Mayor Bloomberg keeps insisting that Occupy Wall Street protesters down at Zuccotti Park are bad for tourism and worse for local businesses. We've heard about some business owners complaining, but the Post has now found several more willing to go on record with their gripes. And based on their newest, grouchiest anti-OWS editorial, it makes total sense why they would bring their complaints to the Post!

Marvin Raffelin, who has owned Fourteen Wall Street Jewelers for 31 years, claims every business in the area has been affected by the occupation: “I didn’t realize what was going on until the middle of October. I looked at my ledger from the October before, and my customer account was off by half. They’re hurting the people they want to help,” he told the Post. Jason O’Brien, owner of Trinity Place Bar and Restaurant on Cedar Street, echoed him, saying customers were hesitant to come by: “We’re down about 30 percent. We feel like we’re still in August, when everyone’s away."

Doug Smith, owner of the Business World Trade Art Gallery at 74 Trinity Place, more bluntly said potential customers are afraid of OWS: “The worst is when you see your merchandise is not selling. To buy art, it’s foot traffic. They have to be walking by, and they’re not,” he said.

Before now, one of the major examples of OWS negatively affecting businesses in the Zuccotti Park area we've come across was the upscale food court Milk Street Cafe, who complained about police barricades, not protesters, hurting their business. And to add to the confusion, those barricades were placed back up mere hours after the city agreed to remove them! Not to mention that some are alleging that even before OWS came to town, Milk Street Cafe likely "wouldn’t last past Christmas."

But whatever anger those business owners harbor, it's nothing compared to the NY Post, who sound even more fed up than Bloomberg with Occupy Wall Street's continued presence in lower Manhattan. Echoing Bloomberg every time he's gone on record about how annoyed he is with OWS's continued existence, the Post claims that, "No one has greater respect for the First Amendment than this paper"—but regardless, "The Zuccotti Park vagabonds have had their say—and trashed lower Manhattan—for long enough."

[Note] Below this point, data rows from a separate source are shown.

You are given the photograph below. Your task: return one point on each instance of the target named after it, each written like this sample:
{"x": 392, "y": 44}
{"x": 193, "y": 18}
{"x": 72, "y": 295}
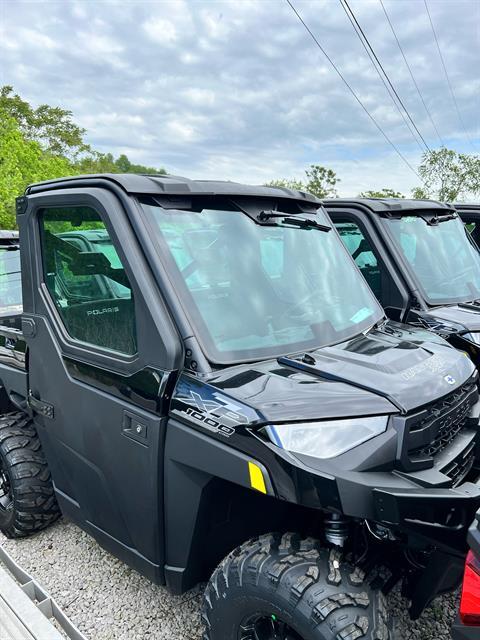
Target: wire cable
{"x": 352, "y": 91}
{"x": 411, "y": 75}
{"x": 381, "y": 70}
{"x": 452, "y": 93}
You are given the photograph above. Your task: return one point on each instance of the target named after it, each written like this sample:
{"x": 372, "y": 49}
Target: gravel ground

They complain that the credible aspects to the protest have been usurped and "hijacked by crazies and criminals." They complain about the drumming AND the tambourines, the yelling AND the screaming, the public urination AND defecation. Because who could choose just one of each of those! And if Bloomberg needs to crack some skulls to clear out the park, then that's just fine: "If they choose not to leave—which they probably won’t—then Bloomberg needs to instruct the NYPD to clean the mess up. Today wouldn’t be a day too soon."